Keuangan Jade Grant dan tiga anaknya sudah terlihat sulit saat memasuki bulan-bulan terakhir tahun ini.
“Ulang tahun semua orang berurutan,” kata asisten perawat bersertifikat berusia 32 tahun itu. “Ada hari raya mendatang. Ada Thanksgiving. Semuanya berdekatan. Lalu, boom. Tidak ada kupon (makanan).”
Grant adalah satu dari hampir 42 juta warga Amerika berpenghasilan rendah yang mendapat bantuan belanja bahan makanan dari Program Bantuan Nutrisi Tambahan, atau SNAP. Saat penutupan pemerintah federal dimulai Oktober lalu, dia tidak khawatir kehilian manfaatnya — dia bilang sudah biasa dengan “kebodohan” pemerintah.

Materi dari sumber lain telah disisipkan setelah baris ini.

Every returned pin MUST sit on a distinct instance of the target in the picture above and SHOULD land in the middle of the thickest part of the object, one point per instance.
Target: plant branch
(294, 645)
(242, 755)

Tapi keadaan jadi berbahaya ketika kebuntuan anggaran masuk bulan kedua dan Presiden Donald Trump mengambil langkah belum pernah terjadi dengan membekukan pembayaran SNAP November. Dengan satu anak yang makan bebas gluten dan anak lain punya banyak alergi, barang-barang khusus sudah menaikkan tagihan belanjanya. Sekarang Grant bingung bagaimana menyediakan makanan — terutama dengan ulang tahun ke-6 anak bungsunya yang mendekat.
Kemudian Grant masuk ke aplikasi Propel, aplikasi yang dipakai 5 juta orang untuk mengelola transfer manfaat elektronik mereka, di mana dia melihat spanduk pop-up yang mengajaknya mendaftar program bantuan. Dalam satu menit dia menyelesaikan survei dan sekitar dua hari kemudian dapat kartu hadiah virtual senilai $50.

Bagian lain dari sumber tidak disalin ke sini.